I am mastering the obvious here, because sometimes when the obvious is first perceived it can slip under the radar.
Ken Pomeroy is reaching out and connecting.
JNew is reaching out and connecting.
There is a supply chain here.
And KUBuckets would be wise to reach out and connect to cement the virtue of the precedent and the supply chain.
What I want to say here is that we need to extend the kind of curtesy, and fan sophistication, to Ken Pomperoy and JNew that we “mostly” extend to each other.
Ken Pomeroy and JNew are professionals in their businesses. They have to make moves and build relationships that make sense. Respect and curtesy have to be instituted for them here to be able to afford to reach out and connect. This is their meal ticket. We do this for fun. We both want it to build to something better and better.
None of us needs each other.
But together we are all better.
Team. Pulling together. It may sound corny outside basketball, but it is true.
Our means of expression–our language and our graphics–have to track with what is tolerable for them on threads involving them. Irreverence is okay. Challenging them is okay. But we need to think about what they need too. We need to realize that what they do with us will be linked to other sites and that they have to bear that linkage and see it as a net benefit to them. Yes, we can be a bunch of online Don Imuses with them, but I am not sure that is what is best for the KU Legacy, which is why we are all here.
I am a staunch advocate of free speech and of exploring all the boundaries of our digital medium for the advancement of our legacy. I am as irreverent as they come. I pretty much have no sacred cows.
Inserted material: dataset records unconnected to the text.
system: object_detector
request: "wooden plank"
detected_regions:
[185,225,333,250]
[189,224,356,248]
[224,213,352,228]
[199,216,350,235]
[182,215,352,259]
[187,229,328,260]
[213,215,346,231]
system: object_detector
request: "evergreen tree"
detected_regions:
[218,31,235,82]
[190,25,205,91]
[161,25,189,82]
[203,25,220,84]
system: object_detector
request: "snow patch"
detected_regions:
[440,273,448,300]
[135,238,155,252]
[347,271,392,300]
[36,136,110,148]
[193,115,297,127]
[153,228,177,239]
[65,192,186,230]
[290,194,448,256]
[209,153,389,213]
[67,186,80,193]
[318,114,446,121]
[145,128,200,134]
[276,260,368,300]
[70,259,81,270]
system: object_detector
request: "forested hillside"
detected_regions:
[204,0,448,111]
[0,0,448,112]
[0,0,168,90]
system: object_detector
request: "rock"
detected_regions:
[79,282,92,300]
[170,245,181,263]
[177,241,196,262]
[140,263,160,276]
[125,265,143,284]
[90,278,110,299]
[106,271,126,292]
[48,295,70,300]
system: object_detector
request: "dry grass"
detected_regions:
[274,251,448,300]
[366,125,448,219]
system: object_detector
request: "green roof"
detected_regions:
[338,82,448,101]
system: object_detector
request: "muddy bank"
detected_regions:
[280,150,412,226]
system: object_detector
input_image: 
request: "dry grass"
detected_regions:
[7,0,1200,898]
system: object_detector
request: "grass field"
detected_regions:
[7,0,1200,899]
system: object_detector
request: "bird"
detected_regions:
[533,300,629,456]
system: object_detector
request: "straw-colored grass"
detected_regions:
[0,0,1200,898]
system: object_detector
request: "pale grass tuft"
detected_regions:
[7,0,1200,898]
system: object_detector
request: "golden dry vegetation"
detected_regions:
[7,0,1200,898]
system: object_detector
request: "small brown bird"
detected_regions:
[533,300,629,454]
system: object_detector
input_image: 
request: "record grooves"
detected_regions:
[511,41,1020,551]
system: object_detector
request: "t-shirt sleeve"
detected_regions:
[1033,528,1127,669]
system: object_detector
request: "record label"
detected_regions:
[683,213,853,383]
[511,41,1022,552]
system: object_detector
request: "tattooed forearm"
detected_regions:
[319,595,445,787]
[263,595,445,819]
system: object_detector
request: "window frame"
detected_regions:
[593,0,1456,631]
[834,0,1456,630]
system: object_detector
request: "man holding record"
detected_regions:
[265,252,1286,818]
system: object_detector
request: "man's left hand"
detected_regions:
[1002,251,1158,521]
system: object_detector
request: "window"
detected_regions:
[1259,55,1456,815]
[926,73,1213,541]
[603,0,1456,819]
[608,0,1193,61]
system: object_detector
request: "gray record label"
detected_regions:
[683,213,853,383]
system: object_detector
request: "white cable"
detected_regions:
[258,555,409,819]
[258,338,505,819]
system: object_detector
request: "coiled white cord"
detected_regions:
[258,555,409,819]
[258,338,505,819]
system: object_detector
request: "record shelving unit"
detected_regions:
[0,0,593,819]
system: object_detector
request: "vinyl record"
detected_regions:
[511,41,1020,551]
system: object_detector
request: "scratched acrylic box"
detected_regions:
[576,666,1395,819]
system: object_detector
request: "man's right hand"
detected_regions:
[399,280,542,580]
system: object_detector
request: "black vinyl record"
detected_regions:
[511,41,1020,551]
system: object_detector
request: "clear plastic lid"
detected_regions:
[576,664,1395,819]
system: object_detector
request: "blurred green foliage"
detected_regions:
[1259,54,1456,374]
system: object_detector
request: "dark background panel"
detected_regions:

And I view everyone here pretty much as KU Buckets family that one can let one’s hair down with.
But I am also a big believer in being polite and curteous to company that comes to visit.
These pros are reaching out directly, or indirectly, to connect for many reasons and we don’t have to know what they are, or discuss them, or care, because it is their own business. This is our house and they deserve to be treated with respect, when they make the effort to come in.
What I know for sure is that this is a breakthrough moment in interactive sports journalism and we must seize the moment as best and as curteously as we can.
We are dating here. I know Jesse visits occasionally. But I kind of drug Ken Pomeroy in indirectly through my link of Jesse’s story. Its more of a first date for him. And an indirect one at that. We need to put our best foot forward to Jesse, as usual, and to Ken. Me especially.
My original post above was written in great excitement at the prospect of what Jesse and Ken had apparently done together by linking up in a story by Jesse on the CJonline.com site.
I meant for my post to extend the story and their linking up to all of us.
I realize that in my excitement I resorted to one of my Marine Corps schticks and unintentionally (and wrongly) created, in pursuit of humor, a conflicted, rather than a cooperative linkage. Us versus them. QA that says KU can’t win the B12 versus “oh, yes, we can, leathernecks.” That was not what I meant to do. I meant to have some fun, while also calling attention to what great QA I thought they had done.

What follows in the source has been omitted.